England’s answer lies in their opposition yesterday. Ireland play out the back as a first option; it lends a freedom to their thought processes, an openness. England seemed to think that going out the back is only an option if there is space. Ireland are the opposite, they only hit a front ball when a front ball is on (Aki’s try which saw Stuart exposed in a channel). Ireland will not kick the ball away as much as Ford did yesterday.

In fact, I don’t think Ford wants to kick the ball away as much as he did yesterday. He’s a pragmatic ten, sees what is in front of him and makes the right option but, at the moment, he’s following the game plan, frustrated. Saracens play a wonderful brand of winning rugby and with England that isn’t the case. Tucked arms, for me, on show from two of the highest profile Saracens players, represent the frustration and restriction with which a talented group of players are being made to play.

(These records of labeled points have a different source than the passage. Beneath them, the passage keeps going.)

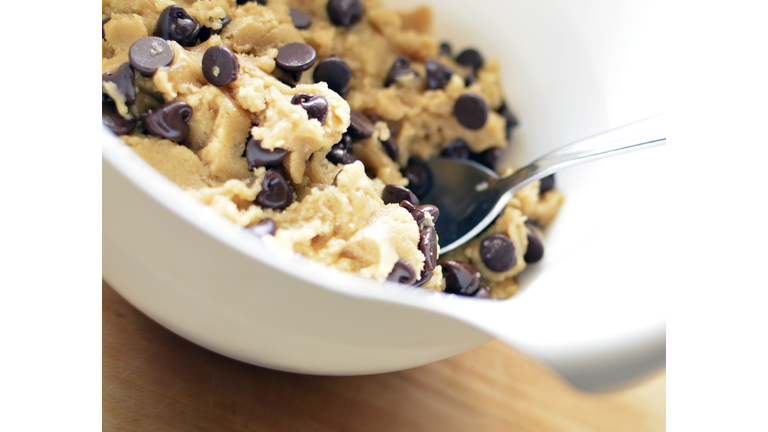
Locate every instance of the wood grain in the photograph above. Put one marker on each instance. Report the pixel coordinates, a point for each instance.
(153, 379)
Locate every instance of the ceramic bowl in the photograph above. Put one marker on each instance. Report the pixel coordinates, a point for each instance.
(593, 308)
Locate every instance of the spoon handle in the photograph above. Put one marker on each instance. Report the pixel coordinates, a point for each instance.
(647, 133)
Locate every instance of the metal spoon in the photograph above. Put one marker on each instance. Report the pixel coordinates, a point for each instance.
(470, 196)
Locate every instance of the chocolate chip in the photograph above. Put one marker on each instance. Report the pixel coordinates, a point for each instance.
(498, 253)
(345, 12)
(470, 57)
(460, 278)
(300, 19)
(471, 111)
(393, 194)
(149, 54)
(335, 72)
(169, 121)
(267, 226)
(114, 121)
(402, 273)
(419, 176)
(535, 250)
(445, 49)
(401, 66)
(295, 57)
(428, 246)
(315, 105)
(174, 23)
(342, 152)
(257, 156)
(220, 65)
(360, 126)
(124, 80)
(457, 149)
(207, 32)
(438, 74)
(275, 193)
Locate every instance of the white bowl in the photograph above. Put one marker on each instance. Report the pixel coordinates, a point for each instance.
(594, 307)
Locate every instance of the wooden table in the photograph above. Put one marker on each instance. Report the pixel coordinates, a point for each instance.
(153, 379)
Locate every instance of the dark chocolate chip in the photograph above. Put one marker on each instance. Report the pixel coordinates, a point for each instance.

One of the hardest things you can do in international coaching is recognise that you’ve got something wrong and change it. Borthwick is at this crossroads. He definitely has the capability and knowhow to alter his approach and he certainly has the experience out on the field to go with that change. I don’t think it is too late for Borthwick to experience a positive World Cup. The question isn’t really whether he needs to change, it is more if he will do it. The timing of this decision will dictate how well England perform at the Rugby World Cup and ultimately, how much longer he will be coaching them.

It’s that simple: he has to do it and it’s a situation only made more complicated by thinking about it.